Emmanuel Lampardos (Εμμανουήλ Λαμπάρδος, 1567 -1631), also known as Emmanouil Lampardos and Manolitzis. He was a Cretan Renaissance painter. Emmanuel and his nephew Emmanuel Lampardos have been very difficult to distinguish because they were active painters around the same period. Countless Greek and Italian artists emulated the famous painters. The name
Lampardos was very notable in reference to Cretan art. The family was affiliated with famous painters Franghias Kavertzas and Tzortzi Papadopoulo. Lampardos emulated Georgios Klontzas, Michael Damaskinos, Angelos Akotantos, Andreas Pavias, Andreas Ritzos and Nikolaos Tzafouris. His style was the typical maniera greca with a strong Venetian influence. Countless images of the virgin and child have survived. Lampardos influenced Franghias Kavertzas, Emmanuel Tzanes, Philotheos Skoufos Elias Moskos, Leos Moskos, Ioannis Moskos and Emmanuel Tzanfournaris. Over fifty-six icons have been attributed to Lampardos.

==History==
Lampardos was born in Rethymno Crete.

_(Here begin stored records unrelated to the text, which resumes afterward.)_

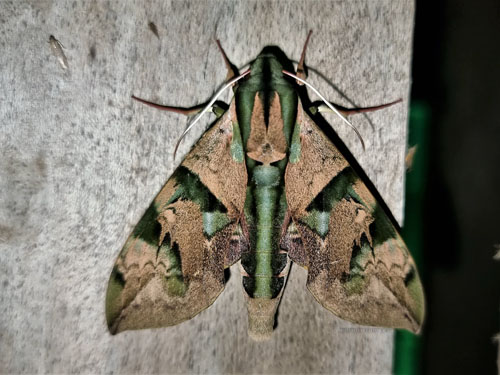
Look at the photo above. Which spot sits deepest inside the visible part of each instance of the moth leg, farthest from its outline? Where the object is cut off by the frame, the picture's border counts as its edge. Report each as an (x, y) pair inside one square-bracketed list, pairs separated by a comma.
[(232, 71), (301, 72), (218, 108), (321, 107)]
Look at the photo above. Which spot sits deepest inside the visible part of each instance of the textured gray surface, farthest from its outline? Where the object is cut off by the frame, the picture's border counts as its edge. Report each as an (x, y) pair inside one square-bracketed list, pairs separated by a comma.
[(81, 162)]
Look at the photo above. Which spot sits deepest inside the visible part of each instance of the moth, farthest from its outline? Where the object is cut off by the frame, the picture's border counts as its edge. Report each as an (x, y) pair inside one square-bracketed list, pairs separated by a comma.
[(266, 187), (57, 50)]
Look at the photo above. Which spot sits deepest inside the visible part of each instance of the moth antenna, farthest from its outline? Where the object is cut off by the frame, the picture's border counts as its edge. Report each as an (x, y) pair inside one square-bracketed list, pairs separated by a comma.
[(328, 104), (301, 72), (209, 105)]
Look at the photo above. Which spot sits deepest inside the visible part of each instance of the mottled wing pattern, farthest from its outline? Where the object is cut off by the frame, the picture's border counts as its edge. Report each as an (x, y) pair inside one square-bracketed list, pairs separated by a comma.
[(172, 265), (358, 266)]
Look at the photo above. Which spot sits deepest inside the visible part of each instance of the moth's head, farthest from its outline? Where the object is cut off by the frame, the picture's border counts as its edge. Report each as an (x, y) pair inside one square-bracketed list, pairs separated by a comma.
[(271, 60)]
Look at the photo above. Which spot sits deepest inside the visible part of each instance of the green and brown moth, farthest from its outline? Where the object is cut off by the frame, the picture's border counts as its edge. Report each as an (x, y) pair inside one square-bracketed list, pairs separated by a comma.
[(264, 185)]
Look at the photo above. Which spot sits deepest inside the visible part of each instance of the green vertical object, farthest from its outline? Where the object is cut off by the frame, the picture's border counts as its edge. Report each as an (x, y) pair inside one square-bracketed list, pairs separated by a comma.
[(407, 346)]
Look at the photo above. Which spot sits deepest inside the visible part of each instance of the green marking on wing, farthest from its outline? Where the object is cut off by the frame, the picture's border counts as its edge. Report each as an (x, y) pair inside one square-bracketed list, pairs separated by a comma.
[(190, 187), (237, 151), (295, 147), (320, 208), (148, 228)]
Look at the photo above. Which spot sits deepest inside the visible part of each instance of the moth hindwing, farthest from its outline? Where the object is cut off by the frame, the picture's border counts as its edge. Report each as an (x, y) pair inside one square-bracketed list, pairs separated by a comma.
[(264, 185)]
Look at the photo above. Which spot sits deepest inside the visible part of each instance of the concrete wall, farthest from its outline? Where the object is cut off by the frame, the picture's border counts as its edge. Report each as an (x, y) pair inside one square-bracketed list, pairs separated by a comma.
[(81, 162)]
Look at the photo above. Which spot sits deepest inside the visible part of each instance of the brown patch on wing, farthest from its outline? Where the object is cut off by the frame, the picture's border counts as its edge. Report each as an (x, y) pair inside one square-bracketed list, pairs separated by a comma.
[(319, 162), (145, 301), (266, 144), (349, 273), (211, 160)]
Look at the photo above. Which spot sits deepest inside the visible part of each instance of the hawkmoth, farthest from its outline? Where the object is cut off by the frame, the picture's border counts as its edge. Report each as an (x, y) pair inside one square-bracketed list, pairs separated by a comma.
[(264, 186)]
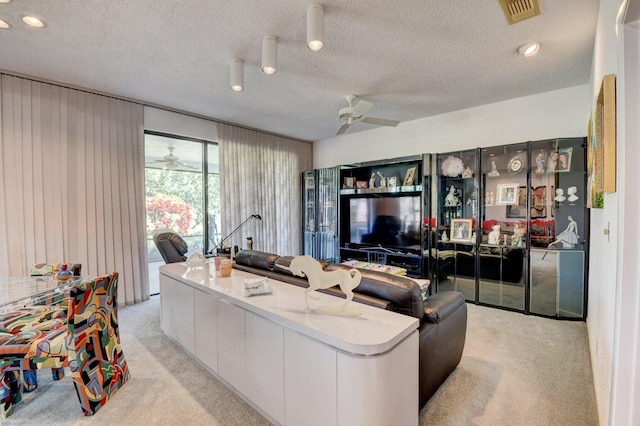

He was a member of a prominent family. His father's name was Papa-Nicholas. He had an active workshop in Heraklion. His entire family were painters. His brothers were Pierou and Tzane Lampardos. His nephews were famous painters Emmanuel, Mari, Tzortzi, Nicholas, and Stamati Lampardos. The second Emmanuel Lampardos which historians have a hard time distinguishing from the first was the son of Pierou. The only information available about Emmanuel
Lampardos the Elder are notary archives from 1587 until 1631. One such record discusses the sale of a vineyard, the name on the contract was Manolitzis Lampardos, son of the Papa-Nikolaos.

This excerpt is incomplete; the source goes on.